Monday, 10 February 2014

The Death of Black Bart

Bartholomew Roberts (nee John Roberts, AKA Black Bart, Casnewydd Bach, Pembrokeshire, Wales, 17th May 1682 - Died at sea, 10th February 1722)


Bartholomew Roberts with his ship and captured merchant ships in the background from A History of the Pyrates, Captain Charles Johnson 1724
Bartholomew Roberts with his ship and captured merchant ships in the background from A History of the Pyrates, Captain Charles Johnson 1724

Today we leave behind monarchs and artists and take to the seas in search of a most notorious pirate, who is about to be brought to book. Batholomew Roberts was the most feared pirate on the seas and though his career was over in less than four years, he had taken almost 500 prizes before his death.

On 5th February 1722 lookouts on HMS Swallow, commanded by Captain Chaloner Ogle, reported that they had sighted three pirate vessels including Robert's flagship, the Royal Fortune, at Cape Lopez. When a second ship, the Ranger took off in pursuit of the Swallow, the pirates came off worse when it found itself outgunned and fired upon. Buoyed by this victory, Captain Ogle made a return foray to Cape Lopez on 10th February and found the Royal Fortune still at anchor, many of the crew rolling drunk.

Roberts commanded his crew to dodge past the naval ship and escape to open sea but he was let down by his helmsman, who left his ship wide open to a broadside. As Roberts strode the deck a grapeshot from the Swallow struck him in the throat. Fearing that Ogle would claim the body, the crew weighted down their captain's body and honoured his request to be buried at sea, heaving him into the waters below.

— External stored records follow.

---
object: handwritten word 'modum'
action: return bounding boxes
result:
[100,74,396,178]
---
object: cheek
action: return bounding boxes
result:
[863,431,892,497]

As Roberts' body sank beneath the waves the Royal Fortune crew were overwhelmed by the Swallow, ending the Golden Age of Piracy forever.

14 comments:

Julian Rixon said...

Hard to believe that his crew had the discipline to weigh down the body and bury him at sea even in all that confusion!

Debra Brown said...

Author Evelyn Tidman wrote a book about him--Gentleman of Fortune--and says he had some decent qualities. Women on board were protected from rape, and he freed slaves from ships he captured, dropping them off on an island where they'd have a chance of survival.

Madame Gilflurt said...

I know; how loyal!

Madame Gilflurt said...

That's a really good book!

Mark Jessop said...

Wow...so much research Madame! How do you do it? Wonderful stuff.

Madame Gilflurt said...

Thank you, sir; much obliged!

Barbara Monajem said...

What a loyal crew Roberts had!

And I must say I love the name Ogle. ;)

Madame Gilflurt said...

I must admit, it made me smile.

Susan Nicola Sheehan said...

Wow! That gives him some very humanitarian qualities! And what a loyal crew!

Robert Ogle said...

History rocks and makes me smile.

Catherine Curzon said...

Huzzah!

Alison said...

I wonder if Captain Chaloner Ogle has any connection to Edward Ogle, who married Lucy Elden's sister Ann in 1787? See 'A Sad Tale' in January's postings regarding Lucy and her husband John Burford.

Catherine Curzon said...

Oh, I wonder!

Leonard Angus smith said...

Must look at the the Tidman book , it sounds like a good read , moving him from Monster , to man with a conscience.
To have his crew behave so upon his death indicates he was a fine skipper as well.